Kreuziger’s lawyer claims rider suffers from hypothyroidism and that bio passport samples were handled incorrectly
Commenting five days after the UCI and WADA confirmed that they plan to appeal Roman Kreuziger’s clearing of biological passport infringements to the Court of Arbitration for Sport (CAS), the rider’s legal counsel has issued a statement reiterating the rider’s innocence.
According to that counsel Dr. Jan Stovicek, over half of Kreuziger’s samples were not transported correctly. He also claims that a long-running hypothyroidism issue may have contributed to some of the highlighted blood readings.
“We are convinced, and during discussions before the Czech Olympic Committee’s Arbitration Panel is was clearly demonstrated, that the Expert Panel of the Cycling Anti-Doping Foundation (CADF) decided on the alleged guilt of Roman Kreuziger on the basis of incomplete and insufficient information,” he argues.

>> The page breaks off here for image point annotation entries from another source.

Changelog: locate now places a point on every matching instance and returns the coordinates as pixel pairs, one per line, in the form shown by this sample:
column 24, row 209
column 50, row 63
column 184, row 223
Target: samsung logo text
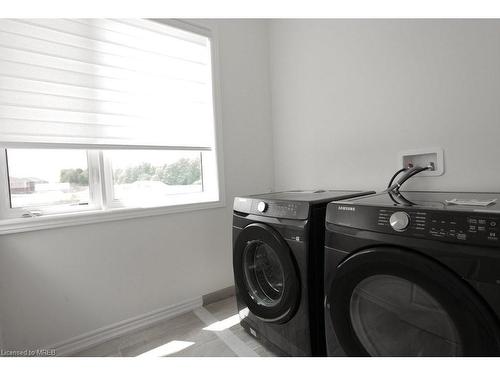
column 346, row 208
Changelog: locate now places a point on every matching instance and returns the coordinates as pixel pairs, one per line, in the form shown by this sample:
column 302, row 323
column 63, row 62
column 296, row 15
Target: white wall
column 347, row 95
column 56, row 284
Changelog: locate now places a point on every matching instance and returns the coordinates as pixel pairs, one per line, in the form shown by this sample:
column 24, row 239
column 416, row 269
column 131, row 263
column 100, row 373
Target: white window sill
column 9, row 226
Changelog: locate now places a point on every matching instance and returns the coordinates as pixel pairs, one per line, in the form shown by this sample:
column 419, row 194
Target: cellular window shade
column 101, row 82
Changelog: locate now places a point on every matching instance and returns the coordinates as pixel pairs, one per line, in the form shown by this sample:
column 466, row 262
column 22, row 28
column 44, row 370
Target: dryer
column 413, row 274
column 278, row 242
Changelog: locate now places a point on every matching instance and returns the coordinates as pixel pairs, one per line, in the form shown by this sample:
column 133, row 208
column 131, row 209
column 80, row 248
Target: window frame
column 103, row 208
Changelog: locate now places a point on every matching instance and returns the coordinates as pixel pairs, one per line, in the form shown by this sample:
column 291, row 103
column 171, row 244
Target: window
column 103, row 115
column 47, row 178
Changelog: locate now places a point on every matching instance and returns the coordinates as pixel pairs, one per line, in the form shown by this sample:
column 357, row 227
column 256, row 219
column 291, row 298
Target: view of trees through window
column 182, row 172
column 151, row 176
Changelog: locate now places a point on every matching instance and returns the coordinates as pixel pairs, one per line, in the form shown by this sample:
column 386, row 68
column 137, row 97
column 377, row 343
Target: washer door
column 394, row 302
column 265, row 273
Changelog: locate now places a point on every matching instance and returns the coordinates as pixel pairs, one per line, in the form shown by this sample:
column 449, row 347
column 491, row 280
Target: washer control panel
column 272, row 208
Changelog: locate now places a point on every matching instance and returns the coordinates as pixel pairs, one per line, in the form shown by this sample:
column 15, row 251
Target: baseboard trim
column 218, row 295
column 98, row 336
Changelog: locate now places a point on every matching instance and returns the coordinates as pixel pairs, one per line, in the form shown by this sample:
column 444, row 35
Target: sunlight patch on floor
column 167, row 349
column 221, row 325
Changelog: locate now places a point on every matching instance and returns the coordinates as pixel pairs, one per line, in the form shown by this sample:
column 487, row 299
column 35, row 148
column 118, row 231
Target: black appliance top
column 452, row 201
column 311, row 196
column 290, row 204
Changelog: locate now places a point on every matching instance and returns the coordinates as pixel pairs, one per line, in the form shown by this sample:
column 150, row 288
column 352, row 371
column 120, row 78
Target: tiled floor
column 210, row 331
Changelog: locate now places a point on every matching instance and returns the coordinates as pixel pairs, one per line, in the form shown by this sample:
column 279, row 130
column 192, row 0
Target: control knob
column 399, row 221
column 262, row 207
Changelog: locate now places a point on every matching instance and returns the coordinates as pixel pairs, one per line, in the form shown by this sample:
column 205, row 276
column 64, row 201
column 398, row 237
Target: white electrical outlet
column 422, row 158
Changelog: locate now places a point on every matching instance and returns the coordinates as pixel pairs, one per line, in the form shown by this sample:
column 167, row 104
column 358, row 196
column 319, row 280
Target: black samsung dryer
column 413, row 274
column 278, row 244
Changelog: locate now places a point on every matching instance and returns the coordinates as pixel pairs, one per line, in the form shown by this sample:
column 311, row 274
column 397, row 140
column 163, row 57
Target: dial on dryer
column 399, row 221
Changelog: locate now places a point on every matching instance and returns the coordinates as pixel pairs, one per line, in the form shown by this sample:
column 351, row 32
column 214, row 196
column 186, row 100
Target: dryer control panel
column 460, row 227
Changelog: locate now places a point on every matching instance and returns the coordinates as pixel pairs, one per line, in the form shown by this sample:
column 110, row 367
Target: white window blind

“This relates, in particular, to the fact that two-thirds of the blood samples used as a basis for the decision making process were not, during transportation to the laboratory, demonstrably kept in conditions conforming to WADA regulations and may therefore have deteriorated. In addition, Roman Kreuziger has since 2003 suffered from hypothyroidism (insufficient function of the thyroid gland), and a worsening of this condition required the use of high doses of a substitute hormone L-Thyroxine precisely in the years in which the suspicion of misconduct arose (2011 and 2012), which was unknown to the panel.”
He continues by saying that while the CADF panel contains haematologists, it doesn’t include endocrinologists and that this area was ‘very important’ for the case. He referred to an open letter also issued addressing these areas and called on the CADF to reassess its position.
Claims CADF wasn’t aware rider was taking high doses of thyroid medication:
According to that open letter, Kreuziger submitted a medical report from his endocrinologist Dr. Fiala which it says confirms, ‘the rider suffers from severe overt hypothyroidism, and his thyroid insufficiency is compensated by a high dosage of L-Thyroxine, which increased significantly just in the period of his reticulocytes count increase as noted in his biological passport in 2011.’
It refers to a CADF report which mentioned Kreuziger’s hypothyroidism of being only of ‘minor severity.’
“We understand you reached this conclusion from the TSH level in the rider’s blood, but did not take into consideration the fact (probably unknown to you) that the rider was already taking a high dosage of L-Thyroxine medication, which balanced the TSH levels to almost normal. Also Prof. d’Onofrio [UCI expert – ed.] confirmed during the COC [Czech Olympic Committee] Arbitration Board hearing that it was unknown to your panel that the rider suffers from severe overt hypothyroidism.”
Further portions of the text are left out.